Em contraste ao livro de fantasia e livro de verdade, seu tio trabalha com turismo para negros. Ele pesquisa, escreve e edita junto com a esposa um livro chamado The Safe Negro Travel Guide que busca direcionar uma rota segura pelas violentas estradas dos Estados Unidos, indicando onde se hospedar, comer, abastecer o carro, quais rodovias pegar e quais cidades evitar a todo custo (guia que precisa ser atualizado constantemente para segurança daqueles que o seguem). O livro foi baseado no famoso Green Book, que existiu durante muitos anos no país e servia ao mesmo propósito ao da série.
Assim como na literatura, existe também o contraste terror cósmico vs terror real. Durante o dia vivenciamos com eles o racismo aberto, escancarado, e principalmente que é visto como uma realidade de direito por parte dos brancos. À noite, o terror pode se tornar lovecraftiano. Enquanto nas obras de Lovecraft existe um terror que não pode ser nominado com o risco de se tornar louco, a realidade tem o palpável terror racial, o risco de vida real, o pavor de que um virar numa esquina errada pode lhe custar a vida. Como exemplo, as denominadas Sundown Towns, cidades onde a presença de uma pessoa negra depois que o sol se põe é vista como crime passível de enforcamento no próprio local.

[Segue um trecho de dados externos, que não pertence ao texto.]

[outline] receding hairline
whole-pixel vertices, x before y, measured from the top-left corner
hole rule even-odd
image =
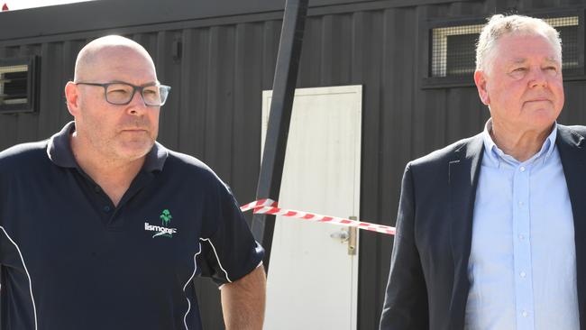
[[[102,56],[113,52],[130,51],[142,56],[154,69],[154,63],[149,52],[140,43],[119,35],[107,35],[93,40],[84,46],[76,60],[74,81],[83,79],[84,73],[91,65],[100,60]]]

A série toma o seu tempo para apresentar os personagens e suas motivações, e com sutileza mostra o companheirismo entre eles, desde a maneira carinhosa que tio George se relaciona com a sua esposa e parceira profissional Hippolyta, até a maneira que Atticus acomoda sobre a cama uma edição de Conde de Montecristo do pai, do qual sempre teve divergências, assim como os conflitos familiares de Letitia que sente cada vez mais a pressão para aceitar suas responsabilidades e parar de sonhar. Notamos como a preparação é cuidadosa, desde checklists antes de pegar a estrada a toda uma pesquisa do que vão encontrar pela frente. No segundo ato a tensão começa para desembocar numa mudança de road-movie para terror — com direito a monstros e uma cabine na floresta (!).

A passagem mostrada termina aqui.